Storage pundit Henry Newman writes that running checksums for large data archives is quickly becoming an HPC problem:
Today, many preservation archives are well over 5PB and a few are well over 10PB with expectations that these archives will grow to more than 100PB. With archives this large, the requirements for HPC architectures for checksum validation are not much different than many of the standard HPC simulation problems, such as weather, crash, and other simulations.
I’ve always thought of large-scale archiving as an IO problem, but I was talking to Henry about this a few weeks ago and he described the monumental problem of validating archive data on a regular basis:
To validate the checksum for a file, the whole file must be read from disk or tape into memory and have the checksum algorithm applied to the data read and then compare the checksum that was just calculated to the stored checksum, which should be checksummed also so you are sure that you have a valid checksum to compare to the file you read into memory.
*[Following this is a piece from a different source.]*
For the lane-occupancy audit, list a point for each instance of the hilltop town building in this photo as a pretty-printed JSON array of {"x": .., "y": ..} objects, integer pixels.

With large archive systems, this is often an ongoing process whether the data resides on disk or tape, but checksum validation is particularly critical for disk-based archives with consumer-grade storage.
We tend to think of HPC devices as general-purpose number crunchers. It could be that the vendor who invents the better mousetrap for checkbit sums will be the next company to enjoy the big margins enjoyed by the supercomputing industry in the 80’s. Full Story
I would never have thought that checksums could became such a big issue.